Come era abbondantemente prevedibile, le parole del sostituto pg di Genova Enrico Zucca hanno ancora una volta acceso i riflettori sui tragici fatti del G8 del 2001.

«Chi ha coperto i nostri torturatori, come dicono le sentenze della Corte di Strasburgo, sono ai vertici della polizia, come possiamo chiedere all’Egitto di consegnarci i loro torturatori?», si domandava Zucca l’altro giorno intervenendo ad un convegno sul diritto internazionale alla presenza dei genitori di Giulio Regeni. Immediata la replica stizzita al “parallelismo” con le forze di sicurezza del generale Al Sisi da parte capo della polizia Franco Gabrielli che ha definito «oltraggiose» le affermazioni della toga genovese. Sia il ministro della Giustizia Andrea Orlando che il pg della Cassazione Riccardo Fuzio, titolari dell’azione disciplinare, hanno comunque già fatto sapere che avrebbero acquisito l’intervento integrale del magistrato per gli accertamenti preliminari sulla sua condotta.

Sempre ieri, in apertura di Plenum, il vice presidente del Csm Giovanni Legnini ha voluto esprimere alla polizia «piena fiducia e sostegno per l’opera insostituibile cui assolve, per la sicurezza nazionale», ricordando che a breve saranno emanate delle linee guida per «orientare i magistrati sulle modalità di esternazioni opportune». Per il consigliere togato del Csm Claudio Galoppi, infatti, le dichiarazioni di Zucca «sono di inaudita gravità e non meritano alcun commento». Ancora più dure il consigliere Antonio Leone che chiede il «trasferimento per incompatibilità ambientale». Con cadenza ormai periodica, la vicenda dell’irruzione nella scuola Diaz e quella della caserma di Bolzaneto infiammano i rapporti fra magistratura e politica.

Zucca, che da pm condusse le indagini sui pestaggi, non è nuovo a queste affermazioni.
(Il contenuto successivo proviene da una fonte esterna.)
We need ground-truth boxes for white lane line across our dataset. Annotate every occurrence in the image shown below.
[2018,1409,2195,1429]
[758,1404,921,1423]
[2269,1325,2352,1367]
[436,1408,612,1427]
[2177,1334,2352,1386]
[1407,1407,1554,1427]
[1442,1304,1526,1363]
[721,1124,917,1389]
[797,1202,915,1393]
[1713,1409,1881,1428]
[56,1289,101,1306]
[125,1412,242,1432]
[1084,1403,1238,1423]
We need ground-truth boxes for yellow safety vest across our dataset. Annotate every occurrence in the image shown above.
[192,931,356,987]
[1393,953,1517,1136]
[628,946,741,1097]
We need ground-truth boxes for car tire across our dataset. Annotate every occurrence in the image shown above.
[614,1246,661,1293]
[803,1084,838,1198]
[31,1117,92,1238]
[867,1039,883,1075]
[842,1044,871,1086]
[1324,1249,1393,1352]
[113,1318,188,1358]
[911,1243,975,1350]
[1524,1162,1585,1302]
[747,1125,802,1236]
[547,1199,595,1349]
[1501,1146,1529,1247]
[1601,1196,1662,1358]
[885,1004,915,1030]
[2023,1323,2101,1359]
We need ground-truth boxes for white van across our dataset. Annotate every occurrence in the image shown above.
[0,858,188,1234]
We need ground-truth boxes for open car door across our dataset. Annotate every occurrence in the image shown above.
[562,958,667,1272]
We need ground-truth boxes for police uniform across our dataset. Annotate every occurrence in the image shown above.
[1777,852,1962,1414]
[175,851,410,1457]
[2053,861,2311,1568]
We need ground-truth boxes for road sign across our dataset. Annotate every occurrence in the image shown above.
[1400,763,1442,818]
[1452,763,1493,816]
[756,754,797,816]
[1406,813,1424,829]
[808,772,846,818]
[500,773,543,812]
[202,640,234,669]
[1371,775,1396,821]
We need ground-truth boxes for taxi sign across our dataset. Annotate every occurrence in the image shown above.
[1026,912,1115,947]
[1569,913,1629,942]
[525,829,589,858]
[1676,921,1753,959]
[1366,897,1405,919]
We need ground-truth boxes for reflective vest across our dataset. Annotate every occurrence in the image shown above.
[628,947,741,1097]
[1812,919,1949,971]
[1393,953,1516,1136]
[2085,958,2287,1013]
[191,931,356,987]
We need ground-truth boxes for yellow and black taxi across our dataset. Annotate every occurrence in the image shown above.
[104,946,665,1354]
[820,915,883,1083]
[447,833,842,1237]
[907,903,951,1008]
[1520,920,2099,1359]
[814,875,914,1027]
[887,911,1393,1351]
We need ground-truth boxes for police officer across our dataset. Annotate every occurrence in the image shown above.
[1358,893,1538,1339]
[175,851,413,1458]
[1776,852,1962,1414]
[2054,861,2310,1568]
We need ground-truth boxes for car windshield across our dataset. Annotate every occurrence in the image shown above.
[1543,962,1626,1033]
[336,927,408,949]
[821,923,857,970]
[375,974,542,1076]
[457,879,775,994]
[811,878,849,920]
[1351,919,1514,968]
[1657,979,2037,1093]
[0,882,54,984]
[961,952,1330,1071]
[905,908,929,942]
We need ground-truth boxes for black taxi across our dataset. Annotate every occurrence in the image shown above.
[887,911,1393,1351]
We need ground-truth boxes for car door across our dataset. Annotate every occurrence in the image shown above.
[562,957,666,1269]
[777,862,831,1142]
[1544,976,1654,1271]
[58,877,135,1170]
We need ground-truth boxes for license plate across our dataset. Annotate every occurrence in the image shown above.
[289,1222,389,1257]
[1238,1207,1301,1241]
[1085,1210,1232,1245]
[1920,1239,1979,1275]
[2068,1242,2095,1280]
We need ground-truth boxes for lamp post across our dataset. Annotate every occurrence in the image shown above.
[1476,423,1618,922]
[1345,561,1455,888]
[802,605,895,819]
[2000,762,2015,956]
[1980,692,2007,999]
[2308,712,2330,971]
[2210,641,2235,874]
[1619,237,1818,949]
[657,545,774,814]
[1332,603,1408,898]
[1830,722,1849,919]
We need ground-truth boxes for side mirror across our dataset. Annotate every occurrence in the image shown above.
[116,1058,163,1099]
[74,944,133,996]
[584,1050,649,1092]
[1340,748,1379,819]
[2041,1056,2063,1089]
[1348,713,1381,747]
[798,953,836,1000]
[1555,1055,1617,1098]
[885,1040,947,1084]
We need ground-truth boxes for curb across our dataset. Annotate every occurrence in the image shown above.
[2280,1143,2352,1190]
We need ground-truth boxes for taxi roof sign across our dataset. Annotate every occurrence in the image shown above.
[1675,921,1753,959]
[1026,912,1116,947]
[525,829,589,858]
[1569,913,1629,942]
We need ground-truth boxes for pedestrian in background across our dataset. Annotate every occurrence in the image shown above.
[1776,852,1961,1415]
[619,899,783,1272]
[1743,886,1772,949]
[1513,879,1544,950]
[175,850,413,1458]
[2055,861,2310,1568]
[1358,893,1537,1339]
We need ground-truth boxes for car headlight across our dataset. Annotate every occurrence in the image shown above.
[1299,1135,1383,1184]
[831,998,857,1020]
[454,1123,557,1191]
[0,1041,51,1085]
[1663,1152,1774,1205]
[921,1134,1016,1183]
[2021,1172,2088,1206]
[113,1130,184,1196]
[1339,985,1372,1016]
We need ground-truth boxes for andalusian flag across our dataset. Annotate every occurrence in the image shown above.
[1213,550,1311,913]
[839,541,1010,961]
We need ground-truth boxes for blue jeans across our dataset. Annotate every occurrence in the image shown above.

In una intervista aveva parlato anche di «totale rimozione» delle vicende del G8 e del rifiuto per anni da parte della polizia italiana, diversamente da quella straniere, di «leggere se stessa» per «evitare il ripetersi» di errori.

Anche in quella occasione immediata era stata la reazione dell’allora capo della polizia Alessandro Pansa che, d’intesa col ministro dell’Interno dell’epoca Angelino Alfano si attivò per aprire un procedimento disciplinare a carico del magistrato.

Magistratura democratica, la corrente di Zucca, difese allora il pm. La vicenda, polemiche a parte, è complessa. I poliziotti materialmente autori delle violenze sui manifestanti, che hanno determinato la condanna dell’Italia per tortura da parte della Corte Edu di Strasburgo, non vennero mai identificati. Un “muro di gomma” impedì di risalire ai nomi dei picchiatori in divisa.

Chi venne condannato furono invece i funzionari responsabili dei falsi verbali che trasformarono nelle armi «trovate sul posto» per inchiodare i black bloc le molotov portate poco prima dalla polizia nella scuola Diaz.

Funzionari che «hanno gettato discredito sulla Nazione agli occhi del mondo intero», scrissero i giudici e che sono stati condannati in via definitiva, aprendo la strada a maxi risarcimenti. Scontata la condanna, definito il procedimento disciplinare, sono tutti tornati in servizio secondo le regole ministeriali vigenti. Alcuni anche con incarichi di prestigio. Gilberto Caldarozzi è diventato il n. 2 della Dia, Piero Troiani, quello che portò fisicamente le molotov, dirigente della polstrada del Lazio. Un fatto che ha destato “perplessità”, come ricordato da Raffaele Cantone.